Buchanan Street Launches Self Storage Platform

The firm plans to deploy $350 million to $500 million over the next five years in both acquisition and development.

Buchanan Street Partners has launched a self-storage platform. Under the new platform, the firm plans to deploy $350 million to $500 million over the next five years in both acquisition and development, and it will target major metros in the Western United States. Feerooz Yacoobi has joined the firm as VP to lead the new platform.

“At Buchanan Street, we are focused on assets that we intend to hold for the long-term,” Timothy Ballard, president and CEO at Buchanan Street Partners, tells GlobeSt.com. “Self-storage’s combination of low capital costs and resiliency during economic downturns makes it an attractive asset class for Buchanan. Furthermore, self-storage remains a fragmented industry where opportunity continues to exist due to an abundance of assets that are held by private parties and less sophisticated owners. Historically, we’ve had exposure to the self-storage industry through our mortgage business and watched its performance over the last several years. We decided now was the time to pull the trigger, as our pool of investors favor low volatility cash flows and the asset type provides strong yield in today’s economic environment compared other investment alternatives. The sector aligns with Buchanan Street’s investment strategy.”

Yacoobi joins the firm from William Warren Group / StorQuest Self Storage, where he was VP. “One of Buchanan’s hallmarks is our people. Feerooz has not only made significant accomplishments in the development and acquisition of over 12,000 self-storage units, but he is also a perfect cultural fit for Buchanan,” says Ballard. “He has demonstrated throughout his life the ability to achieve his goals whether they are professional, academic or personal. He is the kind of leader Buchanan seeks.”
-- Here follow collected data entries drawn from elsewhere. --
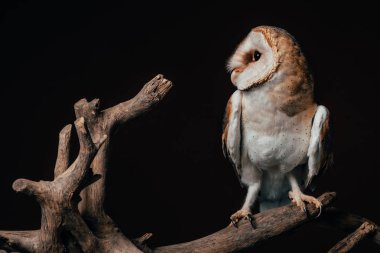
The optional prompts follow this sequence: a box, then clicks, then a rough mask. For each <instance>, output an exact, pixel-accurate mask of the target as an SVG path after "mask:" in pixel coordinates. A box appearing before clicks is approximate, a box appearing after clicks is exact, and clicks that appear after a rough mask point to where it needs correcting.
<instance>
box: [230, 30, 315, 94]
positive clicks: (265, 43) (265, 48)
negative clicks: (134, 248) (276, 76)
mask: <svg viewBox="0 0 380 253" xmlns="http://www.w3.org/2000/svg"><path fill="white" fill-rule="evenodd" d="M227 69H228V70H229V71H230V72H231V81H232V83H233V84H234V85H235V86H236V87H237V88H238V89H239V90H247V89H249V88H251V87H258V86H260V85H262V84H264V83H266V82H267V81H269V80H271V79H273V78H275V77H276V75H277V76H281V75H284V74H287V76H289V75H293V76H298V78H299V77H300V75H301V76H304V77H305V78H306V79H308V80H310V79H311V76H310V75H309V74H308V71H307V64H306V60H305V58H304V56H303V54H302V52H301V49H300V47H299V45H298V43H297V42H296V41H295V39H294V38H293V37H292V36H291V35H290V34H289V33H288V32H286V31H285V30H283V29H280V28H277V27H271V26H259V27H256V28H253V29H252V31H251V32H250V33H249V34H248V36H247V37H246V38H245V39H244V40H243V41H242V42H241V43H240V45H239V46H238V47H237V49H236V51H235V53H234V54H233V55H232V56H231V58H230V59H229V61H228V64H227Z"/></svg>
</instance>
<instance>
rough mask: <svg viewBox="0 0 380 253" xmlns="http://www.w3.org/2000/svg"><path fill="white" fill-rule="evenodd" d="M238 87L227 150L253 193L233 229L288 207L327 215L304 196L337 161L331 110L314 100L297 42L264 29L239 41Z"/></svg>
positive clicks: (226, 110)
mask: <svg viewBox="0 0 380 253" xmlns="http://www.w3.org/2000/svg"><path fill="white" fill-rule="evenodd" d="M227 68H228V70H229V71H230V72H231V81H232V83H233V84H234V85H235V86H236V87H237V90H236V91H235V92H234V93H233V94H232V96H231V98H230V99H229V101H228V103H227V108H226V114H225V122H224V128H223V134H222V143H223V151H224V154H225V156H228V158H229V160H230V161H231V162H232V164H233V167H234V168H235V170H236V173H237V176H238V178H239V180H240V183H241V184H242V185H244V186H246V187H247V188H248V191H247V195H246V198H245V201H244V204H243V206H242V208H241V209H240V210H239V211H237V212H236V213H234V214H233V215H232V216H231V222H232V224H237V222H238V221H239V220H240V219H242V218H246V219H251V208H252V206H253V204H254V203H255V202H256V200H257V201H258V202H259V207H260V211H263V210H266V209H270V208H273V207H277V206H281V205H285V204H288V203H289V202H290V200H291V201H292V202H293V203H294V204H296V205H297V206H298V207H299V208H301V209H302V210H303V211H305V212H306V208H305V203H312V204H314V205H315V206H316V207H318V208H320V211H321V210H322V204H321V202H320V201H319V200H318V199H316V198H314V197H312V196H308V195H306V194H304V193H303V192H304V190H305V189H306V188H308V187H310V185H311V184H310V183H311V182H312V181H314V180H312V179H313V178H315V176H317V175H320V174H321V173H322V172H323V171H324V170H325V168H326V167H327V165H328V164H329V162H330V161H331V159H332V152H331V148H330V147H331V137H330V136H331V135H330V132H331V131H330V130H329V129H330V126H329V111H328V110H327V108H326V107H324V106H323V105H317V104H316V103H315V101H314V97H313V85H314V83H313V78H312V75H311V73H310V71H309V69H308V66H307V63H306V59H305V57H304V55H303V53H302V51H301V49H300V47H299V45H298V43H297V42H296V41H295V39H294V38H293V37H292V36H291V35H290V34H289V33H288V32H286V31H285V30H283V29H280V28H276V27H269V26H259V27H256V28H254V29H252V30H251V32H250V33H249V34H248V36H247V37H246V38H245V39H244V40H243V41H242V42H241V43H240V45H239V46H238V47H237V49H236V51H235V53H234V54H233V55H232V57H231V58H230V59H229V61H228V64H227Z"/></svg>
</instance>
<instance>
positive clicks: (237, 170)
mask: <svg viewBox="0 0 380 253" xmlns="http://www.w3.org/2000/svg"><path fill="white" fill-rule="evenodd" d="M241 97H242V94H241V91H239V90H237V91H235V92H234V93H233V94H232V96H231V97H230V99H229V100H228V103H227V108H226V113H225V117H224V126H223V134H222V145H223V154H224V156H225V157H228V158H229V160H230V162H231V163H232V165H233V166H234V168H235V171H236V174H237V176H238V179H239V181H240V174H241V161H240V156H241V154H240V141H241V129H240V127H241V122H240V120H241ZM240 183H241V182H240Z"/></svg>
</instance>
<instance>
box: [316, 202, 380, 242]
mask: <svg viewBox="0 0 380 253" xmlns="http://www.w3.org/2000/svg"><path fill="white" fill-rule="evenodd" d="M323 213H324V214H323V215H322V217H321V219H320V223H321V224H322V225H323V226H328V227H330V228H333V229H339V230H344V231H348V232H352V231H354V230H355V229H357V228H358V227H359V226H360V225H361V224H363V223H364V222H368V223H370V224H375V223H374V222H373V221H371V220H369V219H367V218H364V217H361V216H359V215H356V214H352V213H349V212H346V211H343V210H339V209H337V208H335V207H327V208H326V209H325V210H324V212H323ZM370 239H371V240H372V241H373V242H374V243H376V244H378V245H380V227H379V226H376V231H375V232H374V234H373V235H372V236H371V238H370Z"/></svg>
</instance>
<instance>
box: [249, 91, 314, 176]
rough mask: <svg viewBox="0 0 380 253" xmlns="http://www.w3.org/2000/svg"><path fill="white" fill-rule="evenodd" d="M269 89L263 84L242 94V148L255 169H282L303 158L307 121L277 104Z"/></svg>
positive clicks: (276, 169)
The self-storage market has continued to perform through the pandemic, and Buchanan is bullish on opportunities in the asset class. “We would like to see a minimum of $100 million of self-storage investments in 2021,” says Yacoobi. “As we build out our portfolio, we will also begin to build out the self-storage team. Given where we are in the cycle we don’t see ground-up development being a major focus for us in the next year. In terms of markets, we will stay focused in the Western US, specifically in the more dense and high growth markets, such as California, Phoenix, Denver, Texas, Las Vegas, Salt Lake City, Portland and Seattle.”